Abstract
Introduction: High-risk (HR) acute promyelocytic leukemia (APL) remains a challenge due to early death (ED) and relapse. All-trans retinoic acid (ATRA) and arsenic trioxide (ATO) have revolutionized the APL treatment. Although the first results from the phase 3 APOLLO trial suggested that ATRA + ATO induction with idarubicin could further improve the prognosis of HR APL compared with AIDA regimen, the standard of care for HR APL has not been conclusively established. As China has pioneered in integrating arsenic agent into the APL treatment paradigm, ATRA and ATO dual induction has become the mainstream regimen for most centers in China. Therefore, this study aimed to explore the real-world prognosis HR APL in the dual induction era and develop a prognostic model based on the real-world data from a single center using Least Absolute Shrinkage and Selection Operator (LASSO) -Cox regression model.
Methods:
HR APL patients defined as white blood cell (WBC) count over 10×109/L from a tertiary hospital in China was included. All patients received ATRA and ATO regimen together with cytoreductive anthracycline chemotherapy in the induction phase. Demographic features, clinical characteristics, and survival data were retrieved from electronic medical records. Risk factors of ED were analyzed by logistic regression model. Overall survival (OS) was analyzed by Kaplan-Meier (KM) method and a visualized prognostic model was established by LASSO-Cox regression.

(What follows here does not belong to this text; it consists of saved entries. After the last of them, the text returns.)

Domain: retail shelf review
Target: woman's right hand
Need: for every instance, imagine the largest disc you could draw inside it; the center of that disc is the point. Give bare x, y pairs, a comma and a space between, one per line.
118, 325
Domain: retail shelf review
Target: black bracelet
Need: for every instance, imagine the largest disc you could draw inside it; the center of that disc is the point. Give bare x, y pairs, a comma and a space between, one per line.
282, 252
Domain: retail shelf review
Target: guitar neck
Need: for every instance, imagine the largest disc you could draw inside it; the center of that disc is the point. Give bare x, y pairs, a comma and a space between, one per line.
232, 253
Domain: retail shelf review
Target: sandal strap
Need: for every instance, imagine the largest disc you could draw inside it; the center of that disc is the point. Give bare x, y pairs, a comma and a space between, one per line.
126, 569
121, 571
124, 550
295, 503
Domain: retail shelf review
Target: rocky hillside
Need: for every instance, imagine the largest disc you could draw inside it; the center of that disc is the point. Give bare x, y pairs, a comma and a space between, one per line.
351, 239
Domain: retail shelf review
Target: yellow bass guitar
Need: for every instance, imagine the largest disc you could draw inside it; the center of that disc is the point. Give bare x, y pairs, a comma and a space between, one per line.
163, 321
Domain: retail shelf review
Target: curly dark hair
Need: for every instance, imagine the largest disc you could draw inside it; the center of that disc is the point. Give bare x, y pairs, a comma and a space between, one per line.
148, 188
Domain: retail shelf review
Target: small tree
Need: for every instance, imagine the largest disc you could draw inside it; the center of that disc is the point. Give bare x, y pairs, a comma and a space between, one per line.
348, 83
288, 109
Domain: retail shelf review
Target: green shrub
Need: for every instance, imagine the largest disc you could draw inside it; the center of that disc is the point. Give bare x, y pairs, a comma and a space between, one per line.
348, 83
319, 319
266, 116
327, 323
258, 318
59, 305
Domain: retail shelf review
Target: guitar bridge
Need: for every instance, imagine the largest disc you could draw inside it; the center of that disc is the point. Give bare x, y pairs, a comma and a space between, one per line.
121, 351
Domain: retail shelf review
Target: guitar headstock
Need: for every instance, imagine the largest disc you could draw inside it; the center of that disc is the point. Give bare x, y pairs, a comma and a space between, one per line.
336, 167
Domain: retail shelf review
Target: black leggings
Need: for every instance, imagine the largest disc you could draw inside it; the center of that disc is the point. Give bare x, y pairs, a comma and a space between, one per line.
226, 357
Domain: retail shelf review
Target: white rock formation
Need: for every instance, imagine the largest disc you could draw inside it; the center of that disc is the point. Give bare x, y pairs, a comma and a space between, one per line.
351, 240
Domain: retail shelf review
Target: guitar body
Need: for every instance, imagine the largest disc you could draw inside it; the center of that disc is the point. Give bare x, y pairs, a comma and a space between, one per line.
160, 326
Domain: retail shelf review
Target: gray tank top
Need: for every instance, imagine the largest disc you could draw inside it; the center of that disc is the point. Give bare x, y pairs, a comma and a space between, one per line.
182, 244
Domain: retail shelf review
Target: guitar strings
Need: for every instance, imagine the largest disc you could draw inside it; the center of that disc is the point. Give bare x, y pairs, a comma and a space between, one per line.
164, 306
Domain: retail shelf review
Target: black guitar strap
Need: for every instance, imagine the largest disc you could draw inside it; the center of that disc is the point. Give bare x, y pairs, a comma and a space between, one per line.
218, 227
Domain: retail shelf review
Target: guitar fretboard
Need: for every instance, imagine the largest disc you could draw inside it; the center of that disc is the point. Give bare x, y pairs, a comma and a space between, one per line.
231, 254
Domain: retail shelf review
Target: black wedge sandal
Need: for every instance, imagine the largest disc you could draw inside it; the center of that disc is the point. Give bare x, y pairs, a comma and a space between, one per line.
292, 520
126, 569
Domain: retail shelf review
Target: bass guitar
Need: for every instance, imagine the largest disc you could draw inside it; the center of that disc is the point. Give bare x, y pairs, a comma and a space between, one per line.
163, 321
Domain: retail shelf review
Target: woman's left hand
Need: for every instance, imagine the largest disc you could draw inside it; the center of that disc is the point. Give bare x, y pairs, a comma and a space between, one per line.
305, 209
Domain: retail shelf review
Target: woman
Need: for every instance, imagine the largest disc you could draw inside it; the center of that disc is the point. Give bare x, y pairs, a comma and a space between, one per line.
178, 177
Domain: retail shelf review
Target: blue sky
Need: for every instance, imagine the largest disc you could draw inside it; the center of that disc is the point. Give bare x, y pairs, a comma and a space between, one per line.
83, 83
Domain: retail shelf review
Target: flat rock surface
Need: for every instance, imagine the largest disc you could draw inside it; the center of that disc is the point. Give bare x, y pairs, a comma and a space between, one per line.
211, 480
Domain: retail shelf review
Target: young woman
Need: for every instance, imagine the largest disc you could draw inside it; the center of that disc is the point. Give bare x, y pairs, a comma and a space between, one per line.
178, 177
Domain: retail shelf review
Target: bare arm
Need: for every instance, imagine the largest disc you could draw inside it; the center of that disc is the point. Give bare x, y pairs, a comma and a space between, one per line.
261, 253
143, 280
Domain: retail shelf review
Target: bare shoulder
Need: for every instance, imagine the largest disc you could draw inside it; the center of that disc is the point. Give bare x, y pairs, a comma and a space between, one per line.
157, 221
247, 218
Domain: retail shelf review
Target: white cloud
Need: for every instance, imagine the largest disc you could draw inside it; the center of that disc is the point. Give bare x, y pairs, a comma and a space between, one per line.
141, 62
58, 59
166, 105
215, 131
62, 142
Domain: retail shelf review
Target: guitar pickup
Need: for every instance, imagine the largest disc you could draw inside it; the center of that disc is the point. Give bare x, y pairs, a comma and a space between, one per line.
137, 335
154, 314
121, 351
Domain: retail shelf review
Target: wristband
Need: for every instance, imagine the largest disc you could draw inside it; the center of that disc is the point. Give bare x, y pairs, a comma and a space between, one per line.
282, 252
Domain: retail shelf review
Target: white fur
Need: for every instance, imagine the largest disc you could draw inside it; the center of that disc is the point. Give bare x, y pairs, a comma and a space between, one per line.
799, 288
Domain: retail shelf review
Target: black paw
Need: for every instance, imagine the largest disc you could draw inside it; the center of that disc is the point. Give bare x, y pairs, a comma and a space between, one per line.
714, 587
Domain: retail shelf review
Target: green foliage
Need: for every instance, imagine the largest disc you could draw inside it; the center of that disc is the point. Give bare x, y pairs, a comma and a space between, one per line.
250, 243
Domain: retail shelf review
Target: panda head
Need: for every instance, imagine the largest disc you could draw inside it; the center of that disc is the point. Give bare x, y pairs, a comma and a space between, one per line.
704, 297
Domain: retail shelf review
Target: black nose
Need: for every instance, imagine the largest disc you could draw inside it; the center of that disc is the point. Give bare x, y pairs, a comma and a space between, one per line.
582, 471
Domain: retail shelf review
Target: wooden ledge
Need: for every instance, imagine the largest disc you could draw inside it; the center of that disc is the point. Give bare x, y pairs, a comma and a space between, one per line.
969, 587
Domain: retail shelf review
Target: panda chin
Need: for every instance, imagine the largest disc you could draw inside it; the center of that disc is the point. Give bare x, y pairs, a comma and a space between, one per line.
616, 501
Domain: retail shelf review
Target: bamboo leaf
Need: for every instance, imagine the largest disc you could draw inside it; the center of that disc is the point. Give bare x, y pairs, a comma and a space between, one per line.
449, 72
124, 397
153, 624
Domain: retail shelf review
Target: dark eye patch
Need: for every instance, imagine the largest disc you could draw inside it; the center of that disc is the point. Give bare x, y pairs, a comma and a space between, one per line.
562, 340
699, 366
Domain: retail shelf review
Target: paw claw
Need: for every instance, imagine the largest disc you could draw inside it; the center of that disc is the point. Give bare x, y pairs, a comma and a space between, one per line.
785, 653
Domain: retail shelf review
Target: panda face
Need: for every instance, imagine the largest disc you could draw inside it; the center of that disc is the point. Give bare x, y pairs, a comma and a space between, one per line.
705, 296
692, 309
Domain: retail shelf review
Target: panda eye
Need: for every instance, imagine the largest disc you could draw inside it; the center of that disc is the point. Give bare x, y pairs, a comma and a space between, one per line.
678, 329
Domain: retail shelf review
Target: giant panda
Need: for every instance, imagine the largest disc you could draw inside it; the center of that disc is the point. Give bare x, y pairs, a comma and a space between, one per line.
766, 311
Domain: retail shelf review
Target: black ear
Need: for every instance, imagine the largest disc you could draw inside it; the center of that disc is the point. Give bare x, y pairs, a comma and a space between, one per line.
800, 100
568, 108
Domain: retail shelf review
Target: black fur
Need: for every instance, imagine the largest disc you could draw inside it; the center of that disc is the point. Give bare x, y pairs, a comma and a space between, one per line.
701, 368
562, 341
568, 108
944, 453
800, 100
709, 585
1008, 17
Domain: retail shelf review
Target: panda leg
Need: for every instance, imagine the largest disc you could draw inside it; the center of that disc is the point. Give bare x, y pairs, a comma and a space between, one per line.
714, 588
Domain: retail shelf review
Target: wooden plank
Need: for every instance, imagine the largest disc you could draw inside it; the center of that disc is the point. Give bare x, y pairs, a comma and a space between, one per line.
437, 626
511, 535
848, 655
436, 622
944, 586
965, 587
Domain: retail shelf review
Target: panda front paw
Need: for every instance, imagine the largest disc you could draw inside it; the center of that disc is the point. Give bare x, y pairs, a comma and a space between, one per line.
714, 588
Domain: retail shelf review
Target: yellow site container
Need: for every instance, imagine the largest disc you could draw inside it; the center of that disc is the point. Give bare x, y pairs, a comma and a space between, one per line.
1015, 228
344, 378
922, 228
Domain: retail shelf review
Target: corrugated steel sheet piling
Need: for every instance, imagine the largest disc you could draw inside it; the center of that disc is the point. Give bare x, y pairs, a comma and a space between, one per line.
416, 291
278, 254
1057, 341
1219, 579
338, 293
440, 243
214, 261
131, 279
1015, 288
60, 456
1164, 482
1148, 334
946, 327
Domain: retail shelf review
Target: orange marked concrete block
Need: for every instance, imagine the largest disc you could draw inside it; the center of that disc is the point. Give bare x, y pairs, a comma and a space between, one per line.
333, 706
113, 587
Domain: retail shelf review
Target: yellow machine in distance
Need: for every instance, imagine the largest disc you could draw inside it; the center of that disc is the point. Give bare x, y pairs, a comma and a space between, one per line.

Results: From January 2009 to December 2023, a total of 109 HR APL patients were included. The median age was 39 years (range, 14~71 years). The male to female ratio was 1.3: 1. After a median follow-up of 65 months (95% confidence interval [CI]: 56.1~73.9), OS was not reached and the estimated 5-year OS rate was 86% in this retrospective cohort. The ED rate was 7.3%. Logistic regression revealed that peak WBC count during induction (MaxWBC)>100×109/L (odds ratio [OR]= 92.12, 95% CI: 3.607 ~ 689.38; p=0.004) and prothrombin time (PT)>18 seconds (s) (OR=21.78, 95%CI=1.016~466.735; p=0.049) was significantly associated with ED. Using cox proportional hazard model, male gender (hazard ratio[HR]=0.122; 95%CI: 0.021~0.073; p=0.019), MaxWBC﹥100×109/L (HR=5.675, 95%CI: 1.773~18.165; p=0.003), hemoglobin (Hb)<60g/L (HR=0.053, 95%CI: 0.007~0.386; p=0.004), PT>18s (HR=6.572, 95%CI: 1.656~26.078; p=0.006), platelet count (Plt)<40 ×109/L (HR= 4.045, 95%CI: 1.133~14.439; p=0.031) were independent risk factors of adverse OS. Considering the small sample number of the entire cohort, LASSO regression was used for variable selection, followed by multivariate Cox regression analysis to identify independent prognostic factors. This LASSO-Cox model confirmed that four variables were independent prognostic factors for OS, including MaxWBC (p=0.001), Plt (p=0.005), Hb (p=0.005), and PT (p=0.015). A nomogram was subsequently constructed based on theses selected predictors to provide a visual tool for prognosis assessment. The predictive performance of the nomogram was evaluated using receiver operating characteristic (ROC) curves and calibration curves. The resulting nomogram showed excellent discrimination with the area under the curve (AUC) of 0.892 and 0.766 for 1- and 3-year survival, respectively. The 1- year and 3- year calibration curves also demonstrated the good forecast precision for this nomogram.
Conclusion: Our findings showed that the real-world outcomes of HR APL have been dramatically improved with ATRA+ATO induction in the past decade. A nomogram including four clinical factors has been developed and could help to predict the prognosis of HR APL in the dual induction era. This nomogram model can serve as an efficient individualized quantitative tool for the physicians to identify the “true” or “extremely” high risk APL patients besides the Sanz risk model. This model should be validated by multi-center cohorts in the future.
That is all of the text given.